Schüler plädieren dafür, ein Kino zu eröffnen. Ältere Bürger fordern lange Grünphasen und stolperfreie Wege.

Von Rainer Burmeister, in: Pinneberger Zeitung vom 22. Januar 2009

Ob da wohl so manchem Mitarbeiter in der Halstenbeker Gemeindeverwaltung die Ohren geklungen haben? Auf dem Rathausvorplatz setzte sich eine Horde Kinder lautstark mit den Vor- und Nachteilen des mit Waschbetonplatten gepflasterten Karrees auseinander. Zugegeben: Die Nachteile überwogen. Als langweilig und hässlich bewerteten die meisten der 32 Jungen und Mädchen aus den vierten Klassen der Grundschule Nord die im doppelten Wortsinn gräuliche Flanierfläche.
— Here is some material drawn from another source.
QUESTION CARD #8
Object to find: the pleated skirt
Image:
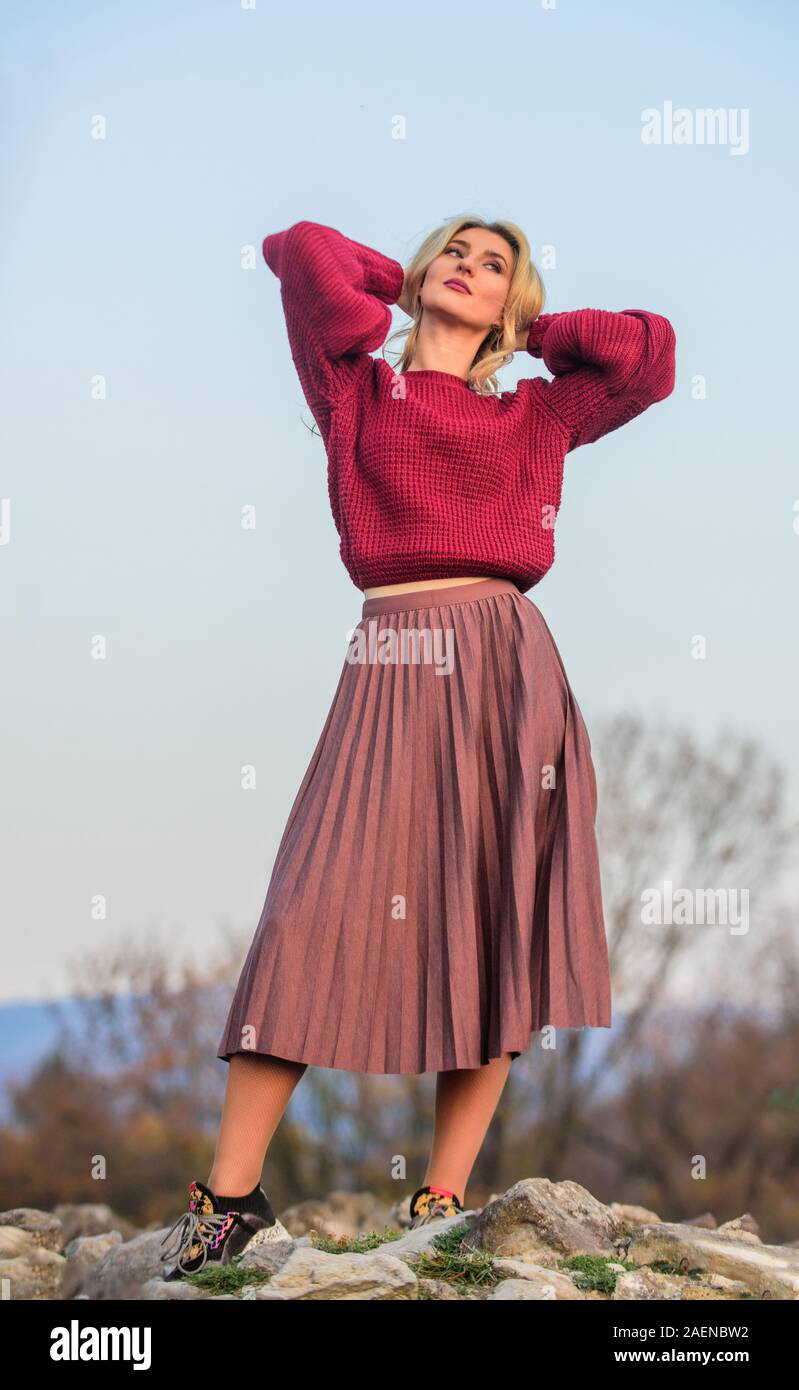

Die Planer vom Gutachterbüro Grontmij spitzten die Ohren und schrieben fleißig mit. Schließlich soll die Kinderkritik in die Untersuchung zur Neugestaltung des Halstenbeker Ortskerns einfließen. An guten und fantasievollen Ideen mangelte es nicht beim Nachwuchs: Den Rathausvorplatz wollen die Schüler mit einem Kletterturm samt Bungee-Sprunganlage aufpeppen. Platz für eine Pizzabude müsse sein. Und ein kunterbunter Belag soll die tristen Betonplatten ersetzen. Mehr Farbe, nämlich bunte Blumen, wünschen sich die Kinder auch für die Grünanlagen.

Auch am zweiten Schauplatz des Ortsrundgangs fanden die Grundschüler Verbesserungsmöglichkeiten: So müsse eine Fußgängerampel her, um beim Edeka-Markt besser über die Fahrbahn gelangen zu können.

In der Gemeinschaftsschule kamen die älteren Schüler zu Wort. Die Planer hatten Fragebögen verteilt, und die Kinder interviewten sich in Art eines Reporterspiels. Die Ergebnisse, wie der Wunsch nach mehr Farbe, sind teilweise deckungsgleich mit den Anregungen der Grundschüler. Ergänzend ergab sich eine lange Mängelliste über das, was im Ortskern fehlt: ein Kino, ein Hamburger-Restaurant, ein Schwimmbad und ein Indoor-Spielplatz. Doch auch eine zentralere Lage des Jugendzentrums und der Umbau des Sportplatzfelds in eine Streetball-Anlage wünschen sich die Schüler. Als schweren Imageschaden für Halstenbek bewerten die Nachwuchs-Ortsplaner den Standort eines Textil-Discounters an der Friedenstraße. Während sich die Jungen einen Treffpunkt für Computerspiele wünschen, haben die Mädchen Angst in der Dunkelheit, weil Teile des Ortskerns schlecht beleuchtet seien.

Auch die Senioren kamen bei den Planern zu Wort: Sie klagen über holprige Gehwege, fordern mehr Barrierefreiheit und längere Grünphasen für Fußgänger bei den Ampelanlagen.